Using FlowBuilder for Complex Job Dependencies

from core_lib.core_lib_bullmq import FlowBuilder, QueueManager

# Create a flow with dependencies
flow = FlowBuilder()
parent = flow.add_job('queue', 'parent-task', {'input': 'data'})
child1 = flow.add_child(parent, 'queue', 'child-1', {'data': 'c1'})
child2 = flow.add_child(parent, 'queue', 'child-2', {'data': 'c2'})
flow.add_child(child1, 'queue', 'grandchild', {'data': 'gc'})

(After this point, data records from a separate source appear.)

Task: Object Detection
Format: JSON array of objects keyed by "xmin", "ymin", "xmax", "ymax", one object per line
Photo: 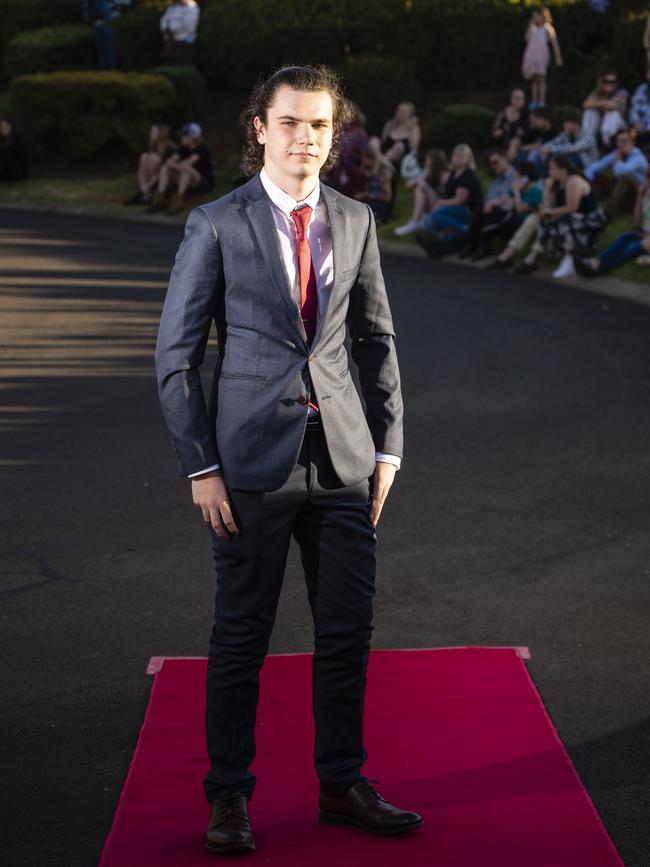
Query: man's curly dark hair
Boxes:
[{"xmin": 239, "ymin": 66, "xmax": 351, "ymax": 175}]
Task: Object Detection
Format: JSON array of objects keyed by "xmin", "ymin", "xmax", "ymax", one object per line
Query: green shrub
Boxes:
[
  {"xmin": 422, "ymin": 103, "xmax": 494, "ymax": 151},
  {"xmin": 11, "ymin": 72, "xmax": 177, "ymax": 158},
  {"xmin": 148, "ymin": 66, "xmax": 206, "ymax": 126},
  {"xmin": 4, "ymin": 24, "xmax": 95, "ymax": 78},
  {"xmin": 338, "ymin": 57, "xmax": 419, "ymax": 134}
]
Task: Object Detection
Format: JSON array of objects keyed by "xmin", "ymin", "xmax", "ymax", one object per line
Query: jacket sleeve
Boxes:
[
  {"xmin": 347, "ymin": 206, "xmax": 404, "ymax": 457},
  {"xmin": 156, "ymin": 208, "xmax": 224, "ymax": 476}
]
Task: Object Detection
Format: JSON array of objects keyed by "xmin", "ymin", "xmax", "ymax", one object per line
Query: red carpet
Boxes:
[{"xmin": 100, "ymin": 648, "xmax": 623, "ymax": 867}]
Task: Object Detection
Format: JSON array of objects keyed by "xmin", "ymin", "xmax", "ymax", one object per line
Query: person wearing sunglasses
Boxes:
[{"xmin": 582, "ymin": 72, "xmax": 628, "ymax": 148}]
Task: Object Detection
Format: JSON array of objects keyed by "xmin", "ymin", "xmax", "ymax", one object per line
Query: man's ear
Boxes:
[{"xmin": 253, "ymin": 115, "xmax": 266, "ymax": 144}]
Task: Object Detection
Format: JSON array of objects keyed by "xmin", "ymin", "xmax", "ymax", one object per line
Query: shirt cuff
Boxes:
[
  {"xmin": 375, "ymin": 452, "xmax": 402, "ymax": 470},
  {"xmin": 187, "ymin": 464, "xmax": 221, "ymax": 479}
]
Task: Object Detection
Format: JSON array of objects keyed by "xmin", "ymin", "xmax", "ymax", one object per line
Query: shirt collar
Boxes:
[{"xmin": 260, "ymin": 168, "xmax": 320, "ymax": 217}]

# Execute the flow (jobs added bottom-up with dependencies)
job_ids = await flow.execute(QueueManager)

BullMQ Helper Methods

from core_lib.core_lib_bullmq import BullMQHelpers, QueueManager

# Add job with retry
job_id = await BullMQHelpers.add_job_with_retry(
    QueueManager, 'queue', 'task', {'data': 'value'},
    max_attempts=5, backoff_delay=1000
)

# Add delayed job
job_id = await BullMQHelpers.add_delayed_job(
    QueueManager, 'queue', 'task', {'data': 'value'},
    delay_ms=60000  # 1 minute
)

# Add job with priority
job_id = await BullMQHelpers.add_job_with_priority(
    QueueManager, 'queue', 'task', {'data': 'value'},
    priority=10
)

Using External Worker Backend (mesh-sync-worker-backend-client)

The library integrates with the mesh-sync-worker-backend-client package:

# Set environment variables
export WORKER_BACKEND_TYPE=external
export WORKER_BACKEND_URL=https://worker-backend.example.com
export WORKER_BACKEND_API_KEY=your-api-key
# No code changes needed - QueueManager automatically uses the external backend
job_id = await QueueManager.safe_add_job("queue", "task", {"data": "value"})

See the example code and documentation for more details.